Откуда я иду, или Сны в Красном городе - стр. 29
Посмеялись. Слегка поругали грязь, глину из руды бокситовой. Потом Валентина Андреевна пошла чай заваривать, а Сухарев с Георгием рванули на автовокзал. Каждому досталась одна палка. И если её воткнуть в землю чуть впереди себя, потом подтянуться, оттолкнуться, то быстрое скольжение метра на три тебе обеспечено. Без палки – это продвижение вперёд на метр максимум. Шагать уверенно, выдергивая сапог из липучки и дожидаясь пока кусок липкой грязи отвалится, а потом перемещать эту ногу на полшага и ту же операцию творить с другой ногой в тяжелом сапоге – это же вполне изнурительное занятие. Пытка, точнее.
С палкой лыжной плыть по клейкой размазне было очень удобно. Многие в городе без замечательного инструмента лыжников при дожде на улицу не выходили. Смешно со стороны смотрелось это экзотическое передвижение. Нигде в Казахстане таких красных рудников не было, и грязь являла собой грязь, а не адскую смесь клейкой пыли, воды, песка и срезанного ножами грейдеров верхнего слоя почвы. По другому город бы тут не поставили. Надо было степную траву вырезать с корнем, а потом засыпать песком и прикатать.
Но вот только про период дождей архитекторам никто, видно, не доложил и о северном мощном ветре, уносящем с карьеров красную рудную пыль, тоже. Народ свыкся и с этим неудобством. А и как не свыкнуться? Никого в Кызылдалу пинками не гнали. Все ехали подальше от цивилизации, имея всякие причины спрятаться подальше. Кого-то начальники отправляли во спасение. Хорошие люди как-то ухитрялись влипнуть в очень некрасивую историю, чреватую при лучшем раскладе большим понижением по службе, а при худшем – судом и сроком. Были желающие побольше заработать за счёт добавок «за вредность» и «степные». Их называли комсомольцами. Вроде бы как, энтузиастами. Но они не выигрывали большинством.
В основном случайно натыкались на затерянный в степях и прописанный далеко не во всех картах городок алиментщики да разругавшиеся с роднёй нормальные мужики и женщины. Мелкие нарушители закона смывались удачно от следствия и суда. Искать их в Кызылдале ни одному умнику не пришло бы в голову. Остальных специально направляли. Обкомовцев, работников горкома, исполкома, профсоюзов. Специалистов разных профессий, ну, и, сами уже знаете – священнослужителей. В общем, здесь не было почти никого, кому на прежнем насиженном месте жилось хорошо и безопасно.

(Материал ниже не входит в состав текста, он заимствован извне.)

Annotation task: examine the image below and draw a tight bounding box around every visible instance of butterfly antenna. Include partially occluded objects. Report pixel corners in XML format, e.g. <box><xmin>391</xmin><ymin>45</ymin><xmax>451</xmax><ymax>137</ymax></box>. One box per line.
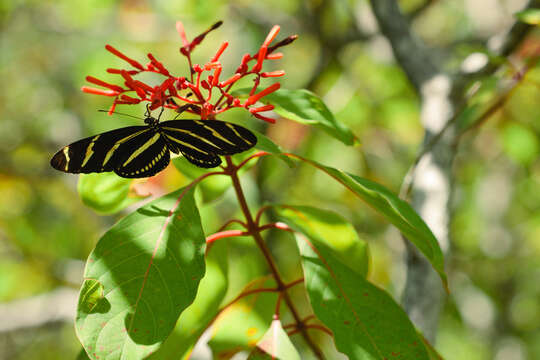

Кроме партийных и советских чиновников, которых посылали в Кызылдалу на пересидку перед повышением. Ещё три года назад ни обкома, ни Дворца профсоюзов, кинотеатра, универмага и церкви тут не было. Как, собственно, и верующих. Народ атеистически пересиживал здесь положенное время, становился денежным и закалённым, после чего либо возвращался в места родимые, либо взлетал на окрепших крылах и уносился в большие города.
Доплыли к автобусу Сухарев с Георгием за пять минут до отправления. Помыли сапоги в большом корыте, которое всегда возил с собой шофёр и плюхнулись на заднее сиденье. Пустое.
– О! – обрадовался Жора. – Можно лечь и вздремнуть по ходу движения.
– Это вряд ли, – сказал Виктор. Он ехал в Кызылдалу, когда было сухо. И то вздремнуть кочки и пробоины не давали. А по мокрой, не пойми из чего сделанной дороге, проехать почти пятьсот километров без приключений, не имея даже малого отдыха для расслабления мускулатуры, и притом всё же докатиться до Зарайска – вообще сама по себе большая удача.